Tasman only got FIVE new police for the first year of the new police National is promising over four years. You know, I know, that is not enough for this huge region.

The government’s promise of extra police is over four years  - that’s too long.

The government has argued for years crime has been falling, but by their actions they admit that wasn’t true. And now say they are going to roll out extra police over four years.

Their plan is almost 1000 short. New Zealand First is going to train 1800 police as soon as possible. For those who don’t remember the last time we had influence we trained an extra 1500 frontline police with 235 office back up staff in three years flat.


Under our Royalties from the Regions policy, 25 percent of any royalties collected by the government from water, mining or petroleum in the region will be returned to the region. As an example, the government collects over $400 million in royalties.
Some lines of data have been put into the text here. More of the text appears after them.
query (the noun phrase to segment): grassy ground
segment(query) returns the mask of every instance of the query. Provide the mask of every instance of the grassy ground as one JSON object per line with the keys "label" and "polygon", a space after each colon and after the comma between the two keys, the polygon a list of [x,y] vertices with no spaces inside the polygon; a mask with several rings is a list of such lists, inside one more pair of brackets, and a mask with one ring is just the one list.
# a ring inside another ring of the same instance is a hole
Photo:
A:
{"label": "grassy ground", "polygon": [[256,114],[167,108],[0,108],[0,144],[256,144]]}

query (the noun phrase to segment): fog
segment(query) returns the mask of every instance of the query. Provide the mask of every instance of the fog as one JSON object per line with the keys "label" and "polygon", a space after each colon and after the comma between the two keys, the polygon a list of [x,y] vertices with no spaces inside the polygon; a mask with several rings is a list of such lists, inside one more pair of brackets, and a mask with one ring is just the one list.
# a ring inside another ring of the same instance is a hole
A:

Under our scheme over $100 million, year on year, will remain in the regions for investment. It is demonstrably wrong that companies like Coca Cola, Suntory Holdings, Oravida, Fiji Water – can take our water for a pitiful fee whilst they make hundreds of millions of dollars from it.

National says no-one owns the water – then double crosses new Zealanders by letting foreign companies do just that.
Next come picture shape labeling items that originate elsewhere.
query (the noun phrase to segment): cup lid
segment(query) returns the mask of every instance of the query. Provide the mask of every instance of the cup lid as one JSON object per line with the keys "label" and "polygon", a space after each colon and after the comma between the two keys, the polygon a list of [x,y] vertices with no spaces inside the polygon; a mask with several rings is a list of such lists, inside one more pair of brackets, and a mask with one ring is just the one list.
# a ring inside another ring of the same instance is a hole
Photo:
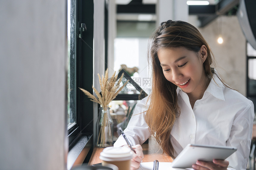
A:
{"label": "cup lid", "polygon": [[103,150],[100,154],[99,158],[105,161],[122,161],[131,159],[132,155],[129,147],[110,146]]}

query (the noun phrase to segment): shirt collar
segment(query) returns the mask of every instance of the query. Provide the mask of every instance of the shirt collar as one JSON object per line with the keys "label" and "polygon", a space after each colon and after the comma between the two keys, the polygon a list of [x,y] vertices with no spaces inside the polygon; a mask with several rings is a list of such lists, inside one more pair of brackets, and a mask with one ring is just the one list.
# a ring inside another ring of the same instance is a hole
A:
{"label": "shirt collar", "polygon": [[[210,93],[213,96],[219,99],[225,100],[224,94],[223,94],[223,88],[224,84],[216,76],[213,76],[213,77],[211,80],[211,81],[209,84],[208,87],[205,92],[204,94],[206,92]],[[177,86],[176,90],[177,94],[180,92],[184,92],[179,86]]]}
New Zealand First says there is something rotten when four water bottling companies have consent to take water from the Tasman District  – more than 427 million litres - at a total cost of only $943.

If you are from this region and you are a New Zealander then, may we humbly suggest, you decide to make a stand on these matter.


Things can be much better for Motueka and Tasman District.

Decades of economic experimentation have split and divided this country and it has impacted here. When we first saw the face of this experimentation we said it would not work for New Zealand.

Others went along with it.

I didn’t and my party didn’t.

New Zealand First policies are in our name.  New Zealand First to put New Zealanders first.

New Zealand First has policies to turn this country’s economic fortunes around. We’ll stop the country sliding down the OECD, and start climbing up the OECD where we used to be before these economic cowboys and cowgirls took over.

These cowboys are all hat and no cattle.

All promises and no performance.

Working together we can make New Zealand the country it could be, the country it should be, the country it will be.